- Born: 12 May 1976 (age 50)
- Education: Marlborough College
- Alma mater: Newcastle University
- Occupation: Banker
- Spouse: Sophie Johnstone
- Children: 3
- Parent(s): Timothy Tollemache, 5th Baron Tollemache Alexandra Meynell
- Relatives: Iain Johnstone (father-in-law)

= Edward Tollemache =

British aristocrat and banker (born 1976)

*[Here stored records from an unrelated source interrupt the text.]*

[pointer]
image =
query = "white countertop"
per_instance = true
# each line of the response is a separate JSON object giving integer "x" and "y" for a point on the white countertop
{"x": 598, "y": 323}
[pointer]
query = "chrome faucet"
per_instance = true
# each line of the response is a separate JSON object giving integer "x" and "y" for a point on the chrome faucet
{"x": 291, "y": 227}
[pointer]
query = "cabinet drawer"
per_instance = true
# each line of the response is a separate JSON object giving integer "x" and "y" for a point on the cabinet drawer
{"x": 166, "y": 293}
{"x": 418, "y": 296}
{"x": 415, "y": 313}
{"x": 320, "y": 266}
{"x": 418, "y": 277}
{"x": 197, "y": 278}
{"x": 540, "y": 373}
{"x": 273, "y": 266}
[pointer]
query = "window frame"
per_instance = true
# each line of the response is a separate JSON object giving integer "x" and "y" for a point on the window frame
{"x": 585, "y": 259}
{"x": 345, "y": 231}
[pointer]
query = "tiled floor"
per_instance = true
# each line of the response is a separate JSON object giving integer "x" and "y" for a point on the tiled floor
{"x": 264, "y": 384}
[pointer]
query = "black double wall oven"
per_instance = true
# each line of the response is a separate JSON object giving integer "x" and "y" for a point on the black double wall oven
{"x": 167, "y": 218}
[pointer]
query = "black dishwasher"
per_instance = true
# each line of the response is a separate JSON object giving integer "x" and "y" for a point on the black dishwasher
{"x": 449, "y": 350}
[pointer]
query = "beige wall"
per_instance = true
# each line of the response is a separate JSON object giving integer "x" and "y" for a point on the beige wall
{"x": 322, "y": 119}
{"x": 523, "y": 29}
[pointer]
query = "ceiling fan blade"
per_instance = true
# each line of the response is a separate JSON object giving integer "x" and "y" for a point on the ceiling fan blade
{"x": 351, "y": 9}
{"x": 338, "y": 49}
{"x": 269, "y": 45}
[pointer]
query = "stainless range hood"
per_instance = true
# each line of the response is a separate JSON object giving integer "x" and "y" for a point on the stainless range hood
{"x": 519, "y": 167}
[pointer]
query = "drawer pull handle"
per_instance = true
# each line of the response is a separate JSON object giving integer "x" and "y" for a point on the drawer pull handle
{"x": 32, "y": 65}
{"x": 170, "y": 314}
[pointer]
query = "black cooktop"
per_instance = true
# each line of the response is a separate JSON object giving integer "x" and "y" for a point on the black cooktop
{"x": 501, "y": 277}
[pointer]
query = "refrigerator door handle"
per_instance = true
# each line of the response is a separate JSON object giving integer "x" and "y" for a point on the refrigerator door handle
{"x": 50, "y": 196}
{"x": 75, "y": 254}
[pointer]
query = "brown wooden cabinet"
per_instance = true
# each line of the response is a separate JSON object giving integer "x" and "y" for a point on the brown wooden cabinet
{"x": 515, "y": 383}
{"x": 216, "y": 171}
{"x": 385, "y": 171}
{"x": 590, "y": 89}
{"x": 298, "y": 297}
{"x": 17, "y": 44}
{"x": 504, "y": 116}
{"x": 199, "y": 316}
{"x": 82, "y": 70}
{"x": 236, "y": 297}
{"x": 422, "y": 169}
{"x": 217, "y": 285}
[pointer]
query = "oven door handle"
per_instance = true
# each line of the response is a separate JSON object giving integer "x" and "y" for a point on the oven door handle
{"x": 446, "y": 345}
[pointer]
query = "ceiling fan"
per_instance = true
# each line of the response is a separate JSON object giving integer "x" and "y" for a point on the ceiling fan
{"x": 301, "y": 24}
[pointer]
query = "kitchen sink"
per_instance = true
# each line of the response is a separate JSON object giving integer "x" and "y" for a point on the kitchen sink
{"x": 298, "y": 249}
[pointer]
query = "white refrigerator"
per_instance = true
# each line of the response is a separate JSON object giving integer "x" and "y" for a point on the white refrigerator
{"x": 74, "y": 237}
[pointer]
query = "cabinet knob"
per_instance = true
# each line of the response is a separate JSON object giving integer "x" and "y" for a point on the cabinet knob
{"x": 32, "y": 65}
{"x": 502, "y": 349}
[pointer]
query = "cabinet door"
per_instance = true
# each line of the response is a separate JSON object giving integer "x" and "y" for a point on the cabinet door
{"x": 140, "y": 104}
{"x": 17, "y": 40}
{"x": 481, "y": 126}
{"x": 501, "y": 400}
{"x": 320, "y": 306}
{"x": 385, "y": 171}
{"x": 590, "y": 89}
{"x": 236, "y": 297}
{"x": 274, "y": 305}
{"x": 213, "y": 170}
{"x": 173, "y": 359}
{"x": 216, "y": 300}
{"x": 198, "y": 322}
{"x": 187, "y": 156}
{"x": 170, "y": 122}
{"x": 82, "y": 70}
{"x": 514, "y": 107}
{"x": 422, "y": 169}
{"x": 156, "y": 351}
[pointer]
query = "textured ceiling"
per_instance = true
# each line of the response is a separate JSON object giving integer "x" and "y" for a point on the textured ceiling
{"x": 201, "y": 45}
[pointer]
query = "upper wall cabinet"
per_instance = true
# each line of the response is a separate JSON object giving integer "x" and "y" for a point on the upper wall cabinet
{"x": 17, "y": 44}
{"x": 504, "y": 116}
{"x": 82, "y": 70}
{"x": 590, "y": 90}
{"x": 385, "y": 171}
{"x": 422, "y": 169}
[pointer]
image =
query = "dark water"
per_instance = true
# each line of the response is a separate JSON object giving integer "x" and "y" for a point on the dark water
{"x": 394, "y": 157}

Edward John Hugo Tollemache (born 12 May 1976) is a British aristocrat and banker.

==Early life==
Tollemache is the eldest son and heir apparent of Timothy Tollemache, 5th Baron Tollemache, and as the son of a baron can use the pre-nominal style of The Honourable. His mother is Alexandra, Lady Tollemache. Tollemache was christened at St. Mary's Church, Helmingham, with Charles, Prince of Wales, as a godparent and uncle Michael Tollemache acting as proxy for the Prince. From 1988 to 1990 he was a Page of Honour to The Queen. He was educated at Marlborough College (1991–1995). He graduated from Newcastle University with a degree in business management and marketing in 1999.

==Career==
Tollemache worked at Merrill Lynch between graduation and 2002. He worked for Fleming Family & Partners Asset Management from 2002 to 2012 as a fund manager. Since then, he has worked at Lord North Street.

==Personal life==
On 3 February 2007 Tollemache married Sophie Johnstone, daughter of the broadcaster Iain Johnstone, at St Columba's, Church of Scotland, Knightsbridge. The Prince of Wales and Andrew Neil were amongst guests at their wedding ceremony. The couple have two sons and a daughter.